Matt Bond was familiar with waiting in line. As a Kansas University student in the 1980s, camping out was a ritual for him and fellow students wanting a prime seat for Jayhawk basketball games.
The wait early one recent Saturday in Lawrence was for something more important: getting his oldest child into a good preschool.
"I figured if I can camp out for basketball, I can camp out for his education," said Bond, 36, an engineer with the Kansas Department of Transportation.
Educators say that sentiment is growing nationwide as parents go to extraordinary efforts to give children every educational advantage possible.
For example, Scottsdale, Ariz., parents began lining up at 8:30 a.m. the day before registration opened at CASY Country Day School. Armed with lawn chairs, televisions and food, they queued for remaining slots for new students.
"It's growing every year," CASY director John Spero said. "I think parents are more concerned about their kids' education than ever before.
Worth the wait
With temperatures in the 20s, Bond was clad in a Miami Dolphins hooded coat and insulated coveralls about 1:30 a.m. outside The Giving Tree preschool in Lawrence to enroll his son, Drew. Only five spaces were open for the fall semester at the school sponsored by First Christian Church.
By 4 a.m., the line had grown to three sets of parents. Steve Iboubi, 26 and a KU engineering student, was there to enroll his 4-year-old son Devlin. The school's affordability -- less than $100 a month for three days a week -- was a factor.
"Nothing is more important than having a good education for the kids," Iboubi said.
Julie Blumenthal of Leawood knows the routine, as well.

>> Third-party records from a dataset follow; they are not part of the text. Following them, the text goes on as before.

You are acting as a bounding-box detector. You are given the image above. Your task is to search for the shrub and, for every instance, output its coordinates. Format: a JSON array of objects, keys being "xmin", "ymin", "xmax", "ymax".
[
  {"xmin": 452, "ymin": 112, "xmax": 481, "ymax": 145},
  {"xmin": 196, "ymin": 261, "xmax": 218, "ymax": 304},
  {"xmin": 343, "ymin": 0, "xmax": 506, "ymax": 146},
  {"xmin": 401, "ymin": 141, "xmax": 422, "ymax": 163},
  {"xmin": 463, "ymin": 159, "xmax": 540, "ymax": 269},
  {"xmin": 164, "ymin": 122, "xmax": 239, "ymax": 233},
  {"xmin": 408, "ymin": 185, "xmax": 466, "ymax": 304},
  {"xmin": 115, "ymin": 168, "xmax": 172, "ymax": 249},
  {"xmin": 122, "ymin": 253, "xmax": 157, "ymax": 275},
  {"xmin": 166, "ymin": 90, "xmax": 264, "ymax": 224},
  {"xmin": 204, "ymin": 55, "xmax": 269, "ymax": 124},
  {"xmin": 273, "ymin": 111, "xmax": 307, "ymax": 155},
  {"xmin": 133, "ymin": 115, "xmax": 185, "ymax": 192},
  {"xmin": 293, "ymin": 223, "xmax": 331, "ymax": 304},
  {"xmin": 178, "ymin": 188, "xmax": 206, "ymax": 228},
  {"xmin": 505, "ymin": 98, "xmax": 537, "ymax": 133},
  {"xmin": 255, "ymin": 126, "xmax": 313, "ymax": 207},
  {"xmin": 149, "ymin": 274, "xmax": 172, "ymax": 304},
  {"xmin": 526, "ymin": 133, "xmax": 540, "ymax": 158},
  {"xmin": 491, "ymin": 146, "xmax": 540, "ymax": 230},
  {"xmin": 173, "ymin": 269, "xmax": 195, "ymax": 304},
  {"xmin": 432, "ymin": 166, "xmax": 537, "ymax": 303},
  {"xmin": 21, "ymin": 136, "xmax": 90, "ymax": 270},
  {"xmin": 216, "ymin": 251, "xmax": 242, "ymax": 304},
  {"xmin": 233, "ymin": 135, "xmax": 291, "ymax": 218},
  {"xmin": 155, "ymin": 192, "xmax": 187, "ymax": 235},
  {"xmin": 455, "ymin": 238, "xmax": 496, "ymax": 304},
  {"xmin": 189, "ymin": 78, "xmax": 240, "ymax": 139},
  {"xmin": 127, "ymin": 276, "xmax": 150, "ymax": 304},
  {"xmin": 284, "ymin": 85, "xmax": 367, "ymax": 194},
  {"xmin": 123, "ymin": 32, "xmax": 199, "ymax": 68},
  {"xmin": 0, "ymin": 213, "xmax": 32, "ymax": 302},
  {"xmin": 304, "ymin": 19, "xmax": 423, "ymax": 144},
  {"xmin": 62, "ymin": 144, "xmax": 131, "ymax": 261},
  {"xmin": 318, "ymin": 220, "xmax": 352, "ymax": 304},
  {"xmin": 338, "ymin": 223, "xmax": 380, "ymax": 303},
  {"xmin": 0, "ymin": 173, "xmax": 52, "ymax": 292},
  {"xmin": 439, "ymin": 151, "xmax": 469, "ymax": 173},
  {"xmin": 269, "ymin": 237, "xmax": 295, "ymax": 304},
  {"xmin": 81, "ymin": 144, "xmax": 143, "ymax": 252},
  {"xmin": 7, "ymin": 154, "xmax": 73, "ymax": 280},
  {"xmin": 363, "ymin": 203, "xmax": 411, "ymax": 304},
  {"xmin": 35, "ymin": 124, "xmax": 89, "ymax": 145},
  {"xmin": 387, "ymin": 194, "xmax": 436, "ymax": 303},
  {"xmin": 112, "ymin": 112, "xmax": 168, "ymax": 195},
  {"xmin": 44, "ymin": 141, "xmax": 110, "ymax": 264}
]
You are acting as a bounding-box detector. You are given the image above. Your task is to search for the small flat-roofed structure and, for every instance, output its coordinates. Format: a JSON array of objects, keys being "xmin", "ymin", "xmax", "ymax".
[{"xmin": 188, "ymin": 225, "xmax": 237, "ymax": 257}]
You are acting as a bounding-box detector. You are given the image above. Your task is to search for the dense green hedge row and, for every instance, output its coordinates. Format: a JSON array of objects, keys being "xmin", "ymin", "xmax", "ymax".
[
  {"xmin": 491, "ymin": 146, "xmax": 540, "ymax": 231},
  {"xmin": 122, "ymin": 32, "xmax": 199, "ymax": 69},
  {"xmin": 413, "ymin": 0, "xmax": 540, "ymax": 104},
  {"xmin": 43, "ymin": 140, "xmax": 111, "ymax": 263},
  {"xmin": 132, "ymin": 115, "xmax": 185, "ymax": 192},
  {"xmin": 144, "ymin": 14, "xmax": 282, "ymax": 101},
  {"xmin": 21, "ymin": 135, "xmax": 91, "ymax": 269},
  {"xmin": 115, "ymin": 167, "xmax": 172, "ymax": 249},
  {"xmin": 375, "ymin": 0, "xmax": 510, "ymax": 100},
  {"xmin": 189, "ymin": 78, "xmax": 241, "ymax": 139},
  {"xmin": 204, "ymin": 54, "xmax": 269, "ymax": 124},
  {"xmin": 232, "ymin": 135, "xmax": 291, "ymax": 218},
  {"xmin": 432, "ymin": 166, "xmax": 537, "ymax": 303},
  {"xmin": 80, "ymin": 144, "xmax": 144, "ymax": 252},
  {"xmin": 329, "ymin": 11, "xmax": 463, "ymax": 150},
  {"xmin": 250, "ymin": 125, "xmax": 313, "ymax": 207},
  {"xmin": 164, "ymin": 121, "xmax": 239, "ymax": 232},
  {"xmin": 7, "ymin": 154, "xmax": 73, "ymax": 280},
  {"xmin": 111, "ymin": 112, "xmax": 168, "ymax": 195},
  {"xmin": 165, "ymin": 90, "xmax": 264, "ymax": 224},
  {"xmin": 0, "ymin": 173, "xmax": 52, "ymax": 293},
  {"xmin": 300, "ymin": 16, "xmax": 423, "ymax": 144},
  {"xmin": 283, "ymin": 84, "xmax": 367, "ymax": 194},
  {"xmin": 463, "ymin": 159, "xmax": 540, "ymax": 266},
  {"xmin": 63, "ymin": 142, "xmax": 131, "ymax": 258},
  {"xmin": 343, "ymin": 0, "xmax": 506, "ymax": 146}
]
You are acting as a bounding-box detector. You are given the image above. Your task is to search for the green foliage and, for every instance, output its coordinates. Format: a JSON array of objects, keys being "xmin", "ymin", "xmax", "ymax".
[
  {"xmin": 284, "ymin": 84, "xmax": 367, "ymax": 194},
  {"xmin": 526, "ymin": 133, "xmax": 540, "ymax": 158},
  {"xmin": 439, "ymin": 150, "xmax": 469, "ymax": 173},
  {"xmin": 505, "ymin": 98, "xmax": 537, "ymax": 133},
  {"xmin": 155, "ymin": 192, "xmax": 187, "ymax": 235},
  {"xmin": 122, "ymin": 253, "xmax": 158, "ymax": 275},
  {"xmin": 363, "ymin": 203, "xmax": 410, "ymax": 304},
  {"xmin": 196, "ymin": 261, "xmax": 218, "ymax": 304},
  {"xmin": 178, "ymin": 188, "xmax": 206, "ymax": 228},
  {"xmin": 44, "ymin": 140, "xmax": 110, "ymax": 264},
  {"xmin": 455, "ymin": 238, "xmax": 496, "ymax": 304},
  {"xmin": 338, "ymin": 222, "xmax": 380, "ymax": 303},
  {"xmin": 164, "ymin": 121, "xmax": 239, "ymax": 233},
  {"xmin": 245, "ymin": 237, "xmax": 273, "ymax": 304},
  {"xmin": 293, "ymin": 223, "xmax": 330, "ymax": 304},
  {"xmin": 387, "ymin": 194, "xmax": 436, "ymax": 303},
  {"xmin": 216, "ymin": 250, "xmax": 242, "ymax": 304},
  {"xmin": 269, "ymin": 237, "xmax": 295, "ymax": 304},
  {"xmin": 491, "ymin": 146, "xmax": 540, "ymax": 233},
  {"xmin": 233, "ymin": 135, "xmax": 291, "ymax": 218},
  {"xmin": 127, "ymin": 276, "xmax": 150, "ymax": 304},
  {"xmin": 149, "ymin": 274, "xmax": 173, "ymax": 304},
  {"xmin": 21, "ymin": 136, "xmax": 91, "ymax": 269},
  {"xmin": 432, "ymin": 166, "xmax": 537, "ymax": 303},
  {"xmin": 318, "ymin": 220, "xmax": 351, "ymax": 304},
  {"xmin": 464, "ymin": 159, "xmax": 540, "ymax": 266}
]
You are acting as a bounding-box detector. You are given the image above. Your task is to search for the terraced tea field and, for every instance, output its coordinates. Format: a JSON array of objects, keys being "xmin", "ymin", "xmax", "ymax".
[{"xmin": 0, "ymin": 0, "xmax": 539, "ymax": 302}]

Last year, she waited for nearly nine hours to get daughter Sarah enrolled in the preschool program at St. Michael's and All Angels Preschool in Leawood.

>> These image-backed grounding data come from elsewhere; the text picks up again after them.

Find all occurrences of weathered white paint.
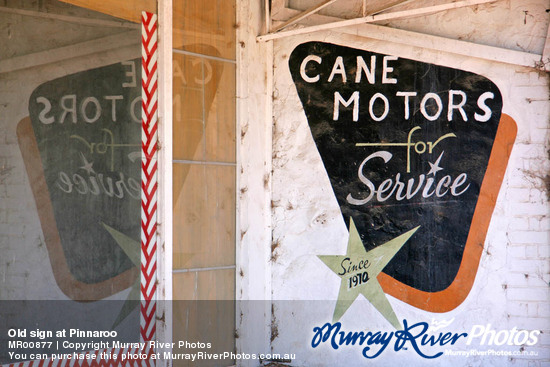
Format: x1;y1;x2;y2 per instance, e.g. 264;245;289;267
0;31;139;74
235;0;274;365
270;0;341;33
258;0;499;41
267;2;549;365
542;19;550;70
1;1;548;366
267;7;544;69
157;0;172;364
338;23;543;69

"I had my bag of books and a cooler," Blumenthal said. "It was kind of fun. You feel a sense of being on a team -- if you get what you want."
The preschool fit Blumenthal's needs of being close to home and providing extended hours. Blumenthal works at Sprint Corp. and has changed building locations three times since Sarah started school.
Not just a play group
Charlie Andrews, director of St. Michael's, said high on parents' priorities is a safe learning environment with some degree of structure. She insists that parents visit the 50-year-old school before their children enroll.
"It's not a play group," said Andrews, adding that students spend as much as 20 minutes at a time on work sheets or other tasks.
Parents started lining up at 5:30 a.m. recently for 5 p.m. registration, Andrews said, but there were two slots available at the end of the day.
"We stress to parents that they don't go there with that sense of urgency," she said.
Since then, those who did not get enrolled are on a "huge waiting list."
"We have families that get pregnant that call asking for spots in a classroom," Andrews said. "We just don't do that."
Neither does Doug Hicks, headmaster of Shaker Road School in Concord, N.H. Parents have called him asking for slots moments after giving birth because of the school's policy that children be born before getting on waiting lists.
"We do get some interesting offers," Hicks said. "I sometimes suggest the donation of a gym or fine arts building. However that hasn't happened yet."
Hicks has been in the childcare business since 1979 and has seen the interest among parents grow with a desire for quality education.
Recently, a Japanese family enrolled a child. Hicks told them that the policy was that the family had to visit the school before being enrolled.
"They arrived the next Friday. I didn't realize that they actually lived in Japan," Hicks said. "Needless to say, they will have a good chance of getting in."
Alexa Pochowski, assistant commissioner with the Kansas Department of Education, said waiting lists and camping out were a product of the increased competition among parents to give their children every education advantage.
Some parents, she said, are choosing to wait until their students are 6 years old to enroll them in kindergarten, so that the children will be more mature and have more skills than other students. The idea is the student will be an academic leader and secure top scholarships for college -- 13 years later.